Estamos hoje transeuntes num furacão de informações, sensações, perdidos numa realidade histórica que parece estar à frente de nosso tempo. É verdade que nós guardamos um baú de objetos antigos, informações que muitas vezes perderam a utilidade, outras que nos resguardam, nos garantem alguma segurança.

Essa turbulência em que vivemos, esse mundo inundado de informações, altamente interativo, sempre o foi, mas agora se amplificou em suas inúmeras possibilidades e impossibilidades que nos deixam, por vezes, confusos ao sabor dos desencontrados movimentos que 'marolam' confusos nesse oceano de incertezas, ou de certezas demais.

Alguns estudiosos insistem em afirmar que estamos na era da desinformação, devido à imensa quantidade de informações visuais, sonoras, tácteis, sem contar as mais específicas a que somos bombardeados. Concluem eles que estamos atônitos sem saber o que fazer com tanta informação, sem saber que destino dar a elas.

Vários visionários, como o canadense Marshall MacLuhan, previram um período em que a informação seria abundante, a democracia seria muito mais interativa. Esses prognósticos vieram praticamente no momento do nascimento da internet ou dos experimentalismos que levariam a sua criação na década de 60.

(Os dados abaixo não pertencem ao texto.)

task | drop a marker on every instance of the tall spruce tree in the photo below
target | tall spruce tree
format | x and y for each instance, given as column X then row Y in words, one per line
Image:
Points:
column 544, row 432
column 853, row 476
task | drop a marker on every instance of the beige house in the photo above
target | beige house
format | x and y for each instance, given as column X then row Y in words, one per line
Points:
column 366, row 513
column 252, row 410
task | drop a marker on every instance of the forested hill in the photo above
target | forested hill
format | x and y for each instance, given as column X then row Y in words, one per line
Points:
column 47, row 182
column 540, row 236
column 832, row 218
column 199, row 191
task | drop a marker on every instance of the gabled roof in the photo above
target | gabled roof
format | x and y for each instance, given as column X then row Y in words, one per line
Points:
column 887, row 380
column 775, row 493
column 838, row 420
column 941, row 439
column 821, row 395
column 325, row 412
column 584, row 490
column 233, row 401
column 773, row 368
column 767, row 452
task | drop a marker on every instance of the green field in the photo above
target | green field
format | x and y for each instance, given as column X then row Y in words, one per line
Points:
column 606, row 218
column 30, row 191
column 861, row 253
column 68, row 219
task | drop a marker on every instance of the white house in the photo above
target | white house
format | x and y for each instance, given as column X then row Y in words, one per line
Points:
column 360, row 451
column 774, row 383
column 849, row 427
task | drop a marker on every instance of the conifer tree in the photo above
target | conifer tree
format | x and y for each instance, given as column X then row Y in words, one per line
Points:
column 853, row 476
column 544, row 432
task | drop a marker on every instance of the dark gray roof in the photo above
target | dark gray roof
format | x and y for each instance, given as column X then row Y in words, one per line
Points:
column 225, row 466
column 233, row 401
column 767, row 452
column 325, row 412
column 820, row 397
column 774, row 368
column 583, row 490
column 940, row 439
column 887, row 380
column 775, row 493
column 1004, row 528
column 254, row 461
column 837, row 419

Certamente ambas as correntes e contracorrentes (humanista e tecnológica) estão corretas. É certo que se ampliou abundantemente o acesso à informação. Nem falo da internet, ainda de muito restrito acesso, mas dos meios de massa que se ampliaram aceleradamente na ultima metade do século passado. Como meios de massa, estou considerando uma ampla variedade de empreendimentos comunicacionais não apenas as redes de televisão, rádio e mídia impressa, mas a internet, shows musicais e teatrais, filmes, panfletos com maior circulação, rádios comunitárias e corporativas, uma série de eventos, acredito que se possa caracterizar devido a especificidades regionais meios mais restritos como de massa.

Há tanta informação disponível que não conseguimos absorve-los e quando as absorvemos aumentamos, por vezes, uma 'cultura inútil'. É verdade que esta sempre existiu, mas nunca em tamanha quantidade ocorreu de informações passarem uma vida sem utilidade. Calma gente! Não pretendo nunca me tornar um utilitarista. Essa doutrina é muito pratica e pouco ética. Apenas digo que em nenhum outro momento da história as informações criaram tantos analfabetos. Nem falo de analfabetismo digital, mas informações, por exemplo, de como se lavam elefantes na Índia para um esquimó do Alasca que periga nunca ter visto um elefante.

Estamos, pois, num mundo globalizado onde imperam as grandes transnacionais e o mercado sobre os estados nacionais. A lógica do mercado é perversa, sobretudo num contexto neoliberal, pois ao mercado só interessa lidar com consumidores e transformar qualquer produto, informação em mercadoria rentável.

Hoje todos os serviços e produções de qualquer natureza têm a mesma característica de uma manufatura, quer dizer são produzidos por uma indústria: a indústria cultural e comercializados como qualquer produto industrial. Para isso os filósofos da Escola de Frankfurt já diziam que se pauperiza a cultura de modo a torná-la mais acessível a um maior número de consumidores. A indústria cultural utiliza técnicas falsamente neutras para pasteurizar a cultura tornando-a asséptica. Quer dizer retirar o conteúdo ou valor de uma cultura não é uma ação neutra. Assim torna os produtos universais ao retirar os empecilhos culturais que dificultariam sua absorção por um maior numero de consumidores.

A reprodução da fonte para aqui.